News Briefs

November 24, 2008
Baylor recognized by
National Wildlife Federation
The National Wildlife Federation recognized Baylor's sustainability efforts in the group's Campus Environmental 2008 Report Card, the nation's largest study on trends and new developments in campus sustainability.
The report cited Baylor's expanded recycling program and its plan to provide greener landscaping around campus for the recognition. Baylor was one of 14 Texas colleges and universities to be mentioned in the report.
"We are honored to be recognized for our sustainability efforts over the past year," said Pattie Orr, vice president for information technology and dean of university libraries at Baylor, who acts as the University Sustainability Committee coordinator. "We have made tremendous strides to build a solid infrastructure and are in the process of deploying what we believe is a sustainable recycling program. This recognition will fuel us as we implement recycling at athletic events and in outdoor areas across campus this year."

Memorial cafeteria shows
support for troops
In an effort to help students remember to support our troops overseas, Memorial Cafeteria on the Baylor University campus hosted a "Support the Troops Week" in late September.
During the week, the dining hall provided all the essentials for writing letters and creating care packages for troops deployed to active duty. In addition, local troops came to talk and eat with students.
Billy Collins, a Baylor student who works for Memorial and planned the event, said that he came up with the idea when a supervisor, who recently married a soldier, told him that few soldiers receive any kind of personal communication from America.
"I see thousands of students, faculty and staff come through every week; this idea just made sense," Collins said. "People can spend a few minutes writing a note and send it for free. It couldn't be any easier.
"The war has been going on for so long that I fear a lot of college students have become disconnected with the whole thing," he added. "If we feel disconnected from the war, imagine how disconnected the troops feel from America."

Student wins prestigious
Gilman scholarship
Sarah Rafique, a junior journalism major from Georgetown, Texas, has been awarded the prestigious Gilman Scholarship, which has allowed her to study in Egypt for the fall semester.
Rafique is using her $8,000 award to study Arabic at The American University in Cairo. She is among approximately 1,200 American undergraduate students across the nation who received the Gilman Scholarship, which is chosen by a competitive selection process.
"Getting the scholarship in the first place was an absolute delight," Rafique said. "Because it is government money, I was just extremely humbled that they saw something in me in which they felt I would be a good ambassador for the U.S. while abroad in Egypt."
With her background in journalism and Middle East studies, Rafique plans to become fluent in Arabic and be a foreign correspondent and international journalist.

School of Social Work
receives Texas Homeless
Network award
Baylor's School of Social Work was honored in September with the 2008 Texas Homeless Network Outstanding Community Service Award for "advancing policies or innovative solutions to homelessness or working with communities to make a difference in fighting homelessness."
The School of Social Work was recognized for its prisoner re-entry efforts with the McLennan County Jail, where students counseled prisoners and their families during incarceration and upon release. The School was also honored for enlisting more than 70 representatives in the 2007 Project Homeless Connect, a survey of homeless persons to provide them with better services, sponsored by Waco's Housing and Community Development (HCD) office.
"I stood and watched with pure amazement at the professionalism and compassion Baylor's students reflected in this critical homeless event," said Jeff Wall, director of the HCD in Waco. "The homeless individuals were truly blessed by our Baylor students."

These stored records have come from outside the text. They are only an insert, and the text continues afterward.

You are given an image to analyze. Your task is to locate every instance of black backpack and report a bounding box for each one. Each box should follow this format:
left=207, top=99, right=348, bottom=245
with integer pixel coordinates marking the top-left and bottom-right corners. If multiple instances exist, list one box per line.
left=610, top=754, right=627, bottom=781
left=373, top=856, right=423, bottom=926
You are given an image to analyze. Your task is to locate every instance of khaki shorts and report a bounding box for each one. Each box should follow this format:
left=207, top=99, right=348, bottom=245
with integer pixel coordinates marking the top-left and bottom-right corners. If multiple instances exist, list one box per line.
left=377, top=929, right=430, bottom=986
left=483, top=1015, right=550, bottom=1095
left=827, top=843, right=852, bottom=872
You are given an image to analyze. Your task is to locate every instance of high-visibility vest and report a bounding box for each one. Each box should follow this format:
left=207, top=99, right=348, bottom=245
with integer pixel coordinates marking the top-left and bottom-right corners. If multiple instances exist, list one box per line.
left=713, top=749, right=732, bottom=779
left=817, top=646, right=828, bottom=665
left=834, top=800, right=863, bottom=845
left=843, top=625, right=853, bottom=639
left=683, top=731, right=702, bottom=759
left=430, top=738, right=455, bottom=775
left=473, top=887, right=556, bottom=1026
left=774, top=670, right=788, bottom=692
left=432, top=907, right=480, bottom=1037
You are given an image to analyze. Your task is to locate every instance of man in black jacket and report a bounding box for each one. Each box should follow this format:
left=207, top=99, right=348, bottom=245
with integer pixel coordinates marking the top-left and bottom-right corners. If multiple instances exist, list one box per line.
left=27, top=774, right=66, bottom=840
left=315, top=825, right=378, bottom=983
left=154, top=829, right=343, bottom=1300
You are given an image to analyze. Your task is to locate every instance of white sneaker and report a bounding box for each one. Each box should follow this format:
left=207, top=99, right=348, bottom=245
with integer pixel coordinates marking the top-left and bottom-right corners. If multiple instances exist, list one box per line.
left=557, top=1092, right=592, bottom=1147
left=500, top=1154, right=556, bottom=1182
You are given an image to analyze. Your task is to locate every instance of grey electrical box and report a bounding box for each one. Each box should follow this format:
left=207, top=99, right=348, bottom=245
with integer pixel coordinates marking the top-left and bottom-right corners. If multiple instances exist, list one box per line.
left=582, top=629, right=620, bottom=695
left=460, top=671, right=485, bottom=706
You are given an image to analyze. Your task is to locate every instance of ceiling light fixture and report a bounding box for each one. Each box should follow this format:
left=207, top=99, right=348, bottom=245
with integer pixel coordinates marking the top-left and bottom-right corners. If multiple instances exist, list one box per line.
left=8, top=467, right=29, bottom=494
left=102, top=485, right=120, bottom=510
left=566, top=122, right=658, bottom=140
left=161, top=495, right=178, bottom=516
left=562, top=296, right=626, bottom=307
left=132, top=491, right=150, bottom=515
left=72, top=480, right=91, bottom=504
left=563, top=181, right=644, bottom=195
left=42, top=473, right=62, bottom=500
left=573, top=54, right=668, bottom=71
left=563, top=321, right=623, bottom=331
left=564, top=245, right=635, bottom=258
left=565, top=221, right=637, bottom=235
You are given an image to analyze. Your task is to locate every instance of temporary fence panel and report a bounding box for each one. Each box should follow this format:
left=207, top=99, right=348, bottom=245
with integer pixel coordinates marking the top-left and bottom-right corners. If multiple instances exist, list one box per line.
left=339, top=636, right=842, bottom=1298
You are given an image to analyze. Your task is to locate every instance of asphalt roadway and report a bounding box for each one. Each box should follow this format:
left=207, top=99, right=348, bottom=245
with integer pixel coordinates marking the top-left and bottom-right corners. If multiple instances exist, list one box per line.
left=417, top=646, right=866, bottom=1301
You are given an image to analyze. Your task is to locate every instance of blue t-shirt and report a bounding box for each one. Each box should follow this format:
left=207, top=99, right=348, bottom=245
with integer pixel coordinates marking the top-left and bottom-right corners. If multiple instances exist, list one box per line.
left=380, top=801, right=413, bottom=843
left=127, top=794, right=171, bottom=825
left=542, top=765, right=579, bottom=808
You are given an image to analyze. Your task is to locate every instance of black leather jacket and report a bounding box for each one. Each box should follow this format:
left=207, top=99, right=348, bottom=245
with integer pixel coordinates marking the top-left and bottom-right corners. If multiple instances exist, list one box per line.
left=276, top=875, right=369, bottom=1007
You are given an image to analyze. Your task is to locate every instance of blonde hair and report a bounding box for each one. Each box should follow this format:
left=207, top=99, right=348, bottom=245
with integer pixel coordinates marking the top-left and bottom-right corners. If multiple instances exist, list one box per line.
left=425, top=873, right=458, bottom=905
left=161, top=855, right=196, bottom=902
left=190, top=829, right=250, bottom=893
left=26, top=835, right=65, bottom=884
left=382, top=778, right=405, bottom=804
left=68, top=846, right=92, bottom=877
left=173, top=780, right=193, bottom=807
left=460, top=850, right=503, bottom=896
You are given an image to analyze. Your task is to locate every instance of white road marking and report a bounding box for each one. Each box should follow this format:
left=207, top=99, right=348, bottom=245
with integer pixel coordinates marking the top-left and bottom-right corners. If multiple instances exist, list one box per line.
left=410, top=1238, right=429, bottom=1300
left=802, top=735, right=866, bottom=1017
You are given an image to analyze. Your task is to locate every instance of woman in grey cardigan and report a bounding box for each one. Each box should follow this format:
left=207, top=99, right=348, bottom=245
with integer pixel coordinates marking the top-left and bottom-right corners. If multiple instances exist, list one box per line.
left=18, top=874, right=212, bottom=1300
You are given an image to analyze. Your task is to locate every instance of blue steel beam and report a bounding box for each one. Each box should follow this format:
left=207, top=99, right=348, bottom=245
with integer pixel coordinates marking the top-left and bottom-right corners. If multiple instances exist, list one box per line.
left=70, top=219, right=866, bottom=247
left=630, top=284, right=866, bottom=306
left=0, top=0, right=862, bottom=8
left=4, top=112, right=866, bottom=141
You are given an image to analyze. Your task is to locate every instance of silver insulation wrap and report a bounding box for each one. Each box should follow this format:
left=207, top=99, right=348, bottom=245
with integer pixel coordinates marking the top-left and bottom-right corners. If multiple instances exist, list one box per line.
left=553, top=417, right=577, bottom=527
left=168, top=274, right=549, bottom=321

Hankamer's entrepreneurship program jumps to 12th
The John F. Baugh Center for Entrepreneurship in the Hankamer School of Business leaped forward in this year's rankings, placing 12th in the nation among undergraduate programs in The Princeton Review and Entrepreneur Magazine's sixth annual ranking of the top 25 undergraduate colleges and universities.
Last fall, the program placed 23rd in the same ranking.

AFROTC named nation's best
Baylor University's Air Force ROTC Detachment 810, one of the nation's oldest units, has been selected as the top large program in the nation for 2008.
Already named the No. 1 large detachment in the Southwest Region for the second time in five years, a panel of judges determined Baylor's AFROTC to be the best of all 144 detachments nationwide, based on seven different criteria (production, education, recruiting and retention, university and public relations, cadet activities, Arnold Air Society activities and other notable achievements).
Baylor's AFROTC is celebrating its 60th anniversary this year. Since its inception, the unit has commissioned a total of 1,301 second lieutenants.
Additionally, Baylor Regents recently approved the establishment of a new academic department of military science that will house an Army ROTC unit to run parallel with the existing Air Force ROTC program.